This project focuses on automating a workflow. The workflow fetches semi-structured data from an API every two (2) minutes, transforms it into a structured format, and dumps the data into a PostgreSQL database.
- Docker
- PostgreSQL
Following these instructions will get the project up and running on your local machine for learning, testing, and development purposes
-
Clone the repository.
-
Open Docker and make sure the Docker engine is running.
-
Open PostgreSQL and be sure it's up and running.
-
Open the "postgres_db_credentials.txt" file in the repository and set your PostgreSQL database credentials.
-
Navigate through the Airflow folder into the dags folder. Locate the "db_config_airflow.txt" file and set the credentials for the PostgreSQL database. NB: For this specific file, please bear in mind that this is what your localhost should be set to :
host.docker.internal
-
Open and run the
etl_pipeline.py
file.
-
After executing the
etl_pipeline.py
file above, check your Postgres database to be sure a table namedjokes_data
has been created and populated with 10 rows of data from the API. -
Open up your cmd/terminal and navigate to the cloned repository.
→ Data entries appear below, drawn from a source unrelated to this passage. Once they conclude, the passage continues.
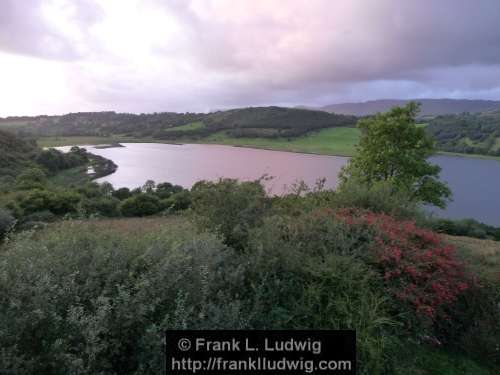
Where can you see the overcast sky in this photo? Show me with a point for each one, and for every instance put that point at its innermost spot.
(59, 56)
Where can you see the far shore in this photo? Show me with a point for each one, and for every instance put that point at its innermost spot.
(111, 142)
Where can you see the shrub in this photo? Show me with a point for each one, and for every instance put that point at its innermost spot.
(420, 271)
(178, 201)
(59, 203)
(104, 206)
(63, 202)
(31, 178)
(85, 301)
(7, 221)
(320, 284)
(229, 208)
(140, 205)
(466, 227)
(379, 197)
(122, 193)
(165, 189)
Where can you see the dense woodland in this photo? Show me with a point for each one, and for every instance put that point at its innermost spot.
(471, 133)
(91, 276)
(258, 121)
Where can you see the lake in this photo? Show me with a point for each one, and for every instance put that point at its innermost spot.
(475, 182)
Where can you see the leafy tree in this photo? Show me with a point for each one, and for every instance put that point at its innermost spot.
(31, 178)
(149, 186)
(6, 222)
(166, 189)
(230, 208)
(122, 193)
(393, 149)
(140, 205)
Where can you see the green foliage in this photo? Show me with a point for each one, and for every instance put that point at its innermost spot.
(378, 197)
(311, 278)
(178, 201)
(31, 178)
(476, 133)
(101, 206)
(122, 193)
(393, 149)
(165, 190)
(140, 205)
(7, 222)
(229, 207)
(54, 160)
(87, 302)
(465, 227)
(259, 121)
(15, 154)
(59, 203)
(95, 296)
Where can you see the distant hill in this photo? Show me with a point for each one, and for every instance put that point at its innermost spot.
(430, 107)
(15, 153)
(477, 133)
(241, 122)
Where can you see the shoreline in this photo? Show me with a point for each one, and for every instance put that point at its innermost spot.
(444, 153)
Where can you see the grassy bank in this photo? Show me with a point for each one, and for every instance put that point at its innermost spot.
(339, 141)
(333, 141)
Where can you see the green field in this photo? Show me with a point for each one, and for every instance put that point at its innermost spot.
(191, 126)
(339, 141)
(333, 141)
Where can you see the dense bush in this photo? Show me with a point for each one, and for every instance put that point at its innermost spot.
(177, 201)
(7, 221)
(380, 197)
(420, 272)
(81, 302)
(229, 207)
(57, 202)
(31, 178)
(102, 206)
(466, 227)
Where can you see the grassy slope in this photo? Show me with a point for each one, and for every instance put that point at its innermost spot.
(191, 126)
(482, 255)
(339, 141)
(332, 141)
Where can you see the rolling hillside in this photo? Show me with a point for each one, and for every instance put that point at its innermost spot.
(266, 122)
(430, 107)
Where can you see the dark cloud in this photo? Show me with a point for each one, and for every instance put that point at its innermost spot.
(203, 54)
(25, 29)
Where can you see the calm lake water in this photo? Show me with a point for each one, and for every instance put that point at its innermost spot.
(475, 182)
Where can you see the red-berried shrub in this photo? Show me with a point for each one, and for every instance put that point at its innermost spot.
(419, 270)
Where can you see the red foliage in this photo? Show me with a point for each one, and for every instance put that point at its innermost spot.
(418, 268)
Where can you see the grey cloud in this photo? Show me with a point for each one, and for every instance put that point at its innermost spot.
(24, 30)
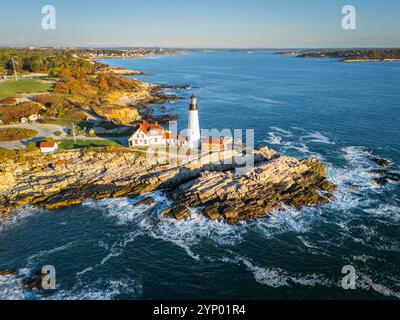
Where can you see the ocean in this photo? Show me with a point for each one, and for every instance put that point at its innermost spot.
(341, 113)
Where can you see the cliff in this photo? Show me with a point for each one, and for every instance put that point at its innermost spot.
(69, 178)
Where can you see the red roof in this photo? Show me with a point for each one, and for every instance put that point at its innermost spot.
(48, 144)
(147, 127)
(171, 135)
(213, 141)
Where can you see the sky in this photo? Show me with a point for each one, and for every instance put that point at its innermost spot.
(201, 23)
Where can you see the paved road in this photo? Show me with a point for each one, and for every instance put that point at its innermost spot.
(48, 131)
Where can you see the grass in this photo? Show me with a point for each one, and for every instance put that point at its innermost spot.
(11, 88)
(80, 144)
(16, 134)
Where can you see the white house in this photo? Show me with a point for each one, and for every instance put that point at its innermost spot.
(33, 117)
(154, 135)
(48, 147)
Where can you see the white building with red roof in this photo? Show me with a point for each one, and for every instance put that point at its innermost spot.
(155, 135)
(48, 146)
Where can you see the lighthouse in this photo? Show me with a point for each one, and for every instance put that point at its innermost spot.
(194, 125)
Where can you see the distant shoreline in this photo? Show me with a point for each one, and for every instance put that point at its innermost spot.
(353, 55)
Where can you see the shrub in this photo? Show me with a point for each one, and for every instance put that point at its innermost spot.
(16, 134)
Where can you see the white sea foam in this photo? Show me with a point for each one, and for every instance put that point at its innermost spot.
(34, 259)
(316, 137)
(99, 290)
(184, 234)
(276, 277)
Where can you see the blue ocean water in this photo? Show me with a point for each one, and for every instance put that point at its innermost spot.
(341, 113)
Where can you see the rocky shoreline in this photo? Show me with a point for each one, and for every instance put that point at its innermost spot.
(68, 178)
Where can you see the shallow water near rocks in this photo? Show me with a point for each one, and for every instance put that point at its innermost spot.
(343, 114)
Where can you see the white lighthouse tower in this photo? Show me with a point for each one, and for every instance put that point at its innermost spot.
(194, 125)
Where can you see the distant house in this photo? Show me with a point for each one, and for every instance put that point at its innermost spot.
(33, 117)
(48, 147)
(212, 144)
(155, 135)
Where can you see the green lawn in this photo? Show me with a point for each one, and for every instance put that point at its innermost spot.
(16, 134)
(70, 144)
(12, 88)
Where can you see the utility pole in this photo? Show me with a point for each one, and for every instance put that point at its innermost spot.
(15, 70)
(73, 132)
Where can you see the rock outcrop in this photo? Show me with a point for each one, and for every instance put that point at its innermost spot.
(271, 186)
(69, 178)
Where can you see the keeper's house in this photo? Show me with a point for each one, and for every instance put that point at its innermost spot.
(48, 147)
(155, 135)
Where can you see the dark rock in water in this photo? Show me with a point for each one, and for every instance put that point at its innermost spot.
(274, 184)
(393, 176)
(380, 171)
(382, 181)
(145, 202)
(381, 162)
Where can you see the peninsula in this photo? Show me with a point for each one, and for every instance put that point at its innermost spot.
(101, 103)
(348, 55)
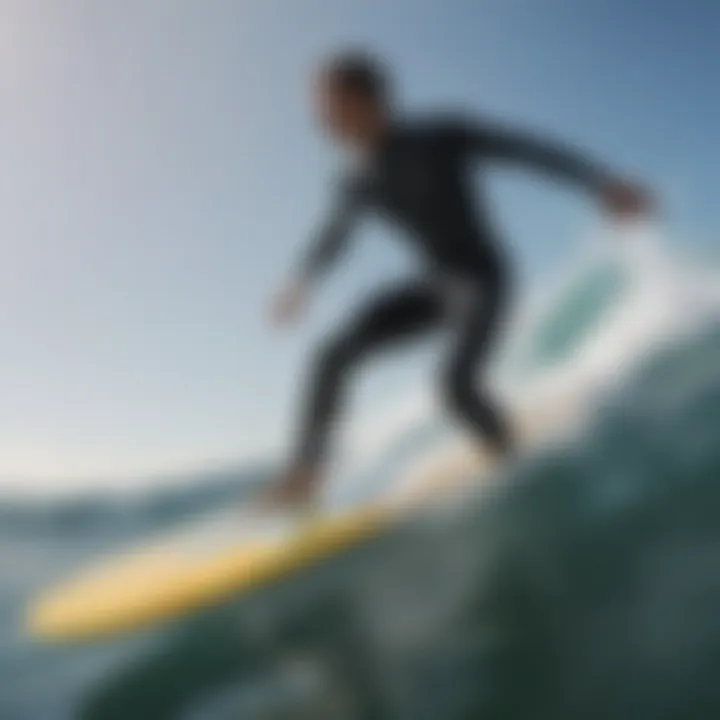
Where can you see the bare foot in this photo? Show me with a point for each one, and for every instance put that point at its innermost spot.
(295, 489)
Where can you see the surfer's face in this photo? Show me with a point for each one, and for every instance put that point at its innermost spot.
(350, 117)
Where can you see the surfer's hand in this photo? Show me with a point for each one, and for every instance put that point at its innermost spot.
(624, 200)
(290, 303)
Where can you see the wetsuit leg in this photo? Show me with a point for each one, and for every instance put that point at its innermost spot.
(399, 315)
(476, 320)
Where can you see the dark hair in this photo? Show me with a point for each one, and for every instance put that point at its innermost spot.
(359, 73)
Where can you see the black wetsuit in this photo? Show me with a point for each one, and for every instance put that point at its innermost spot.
(420, 178)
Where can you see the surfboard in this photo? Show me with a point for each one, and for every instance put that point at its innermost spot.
(230, 555)
(204, 565)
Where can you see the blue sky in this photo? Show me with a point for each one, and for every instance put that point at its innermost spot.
(160, 172)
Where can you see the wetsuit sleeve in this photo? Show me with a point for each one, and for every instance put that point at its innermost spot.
(496, 142)
(332, 238)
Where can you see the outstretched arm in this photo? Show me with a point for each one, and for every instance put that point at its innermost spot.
(555, 158)
(324, 251)
(332, 238)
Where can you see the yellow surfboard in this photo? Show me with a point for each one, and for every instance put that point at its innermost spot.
(206, 565)
(227, 556)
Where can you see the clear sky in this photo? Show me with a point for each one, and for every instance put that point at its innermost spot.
(159, 172)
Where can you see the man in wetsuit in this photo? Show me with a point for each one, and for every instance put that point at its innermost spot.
(418, 174)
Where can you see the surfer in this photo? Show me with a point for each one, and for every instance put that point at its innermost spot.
(417, 172)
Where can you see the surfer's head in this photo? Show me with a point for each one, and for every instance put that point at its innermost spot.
(353, 98)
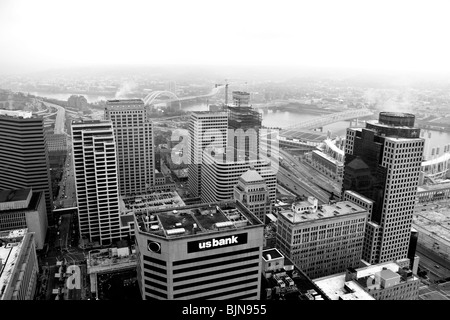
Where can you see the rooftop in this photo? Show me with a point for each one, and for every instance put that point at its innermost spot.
(9, 252)
(194, 219)
(338, 209)
(251, 176)
(151, 201)
(271, 254)
(16, 113)
(303, 135)
(335, 286)
(14, 195)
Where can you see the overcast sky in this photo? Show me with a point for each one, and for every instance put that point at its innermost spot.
(398, 35)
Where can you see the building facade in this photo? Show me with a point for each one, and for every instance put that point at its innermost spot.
(95, 170)
(206, 251)
(382, 163)
(322, 239)
(18, 265)
(24, 159)
(24, 208)
(133, 131)
(385, 281)
(206, 129)
(220, 176)
(252, 191)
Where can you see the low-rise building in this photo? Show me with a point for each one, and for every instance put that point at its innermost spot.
(282, 280)
(24, 208)
(322, 239)
(18, 265)
(385, 281)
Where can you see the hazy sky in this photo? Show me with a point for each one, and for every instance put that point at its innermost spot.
(400, 35)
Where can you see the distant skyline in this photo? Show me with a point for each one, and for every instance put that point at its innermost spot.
(406, 36)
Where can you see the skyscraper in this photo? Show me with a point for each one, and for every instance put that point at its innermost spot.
(206, 129)
(245, 123)
(252, 191)
(134, 136)
(24, 160)
(95, 168)
(214, 252)
(382, 163)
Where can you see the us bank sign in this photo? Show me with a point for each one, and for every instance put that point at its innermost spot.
(215, 243)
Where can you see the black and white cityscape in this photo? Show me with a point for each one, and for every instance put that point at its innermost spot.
(205, 150)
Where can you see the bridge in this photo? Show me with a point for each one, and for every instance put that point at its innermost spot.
(322, 121)
(152, 96)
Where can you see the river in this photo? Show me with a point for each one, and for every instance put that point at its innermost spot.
(283, 119)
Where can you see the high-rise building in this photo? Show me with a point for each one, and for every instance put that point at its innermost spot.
(24, 159)
(385, 281)
(206, 129)
(18, 265)
(24, 209)
(252, 191)
(134, 137)
(220, 176)
(382, 164)
(246, 124)
(95, 169)
(322, 239)
(206, 251)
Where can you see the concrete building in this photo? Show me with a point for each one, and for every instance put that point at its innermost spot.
(133, 132)
(95, 170)
(282, 280)
(386, 281)
(382, 163)
(18, 265)
(24, 159)
(24, 209)
(322, 239)
(206, 129)
(220, 176)
(206, 251)
(252, 191)
(77, 102)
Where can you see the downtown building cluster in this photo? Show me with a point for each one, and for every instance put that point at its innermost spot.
(215, 249)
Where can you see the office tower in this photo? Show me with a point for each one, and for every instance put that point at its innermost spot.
(220, 176)
(24, 160)
(252, 191)
(134, 137)
(385, 281)
(24, 208)
(18, 265)
(246, 124)
(206, 251)
(206, 129)
(95, 169)
(322, 239)
(382, 163)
Make sure you are inside the repository at the first level. eg:
C:\Program Files\GitHub\ETL-Automation-With-Airflow>
-
Type the command
docker-compose up
-
Wait till you see Airflow Written Boldly in your cmd window.
-
Open any web browser and check http://localhost:8080/
-
Trigger the DAG.
-
After a few minutes run a
select *
query on the jokes_data table and you will see it has been populated with more rows of data. This population process will be done every 2 minutes until the DAG is stopped.
-
To stop the process in a safe way, you can open another cmd window and navigate the directory of your cloned repo just like we did previously.
-
Type
docker-compose down
-
After, open Docker, select the containers tab, stop any running containers, and close Docker.
-
You can close PostgreSQL as well once you're done, to free up PC resources.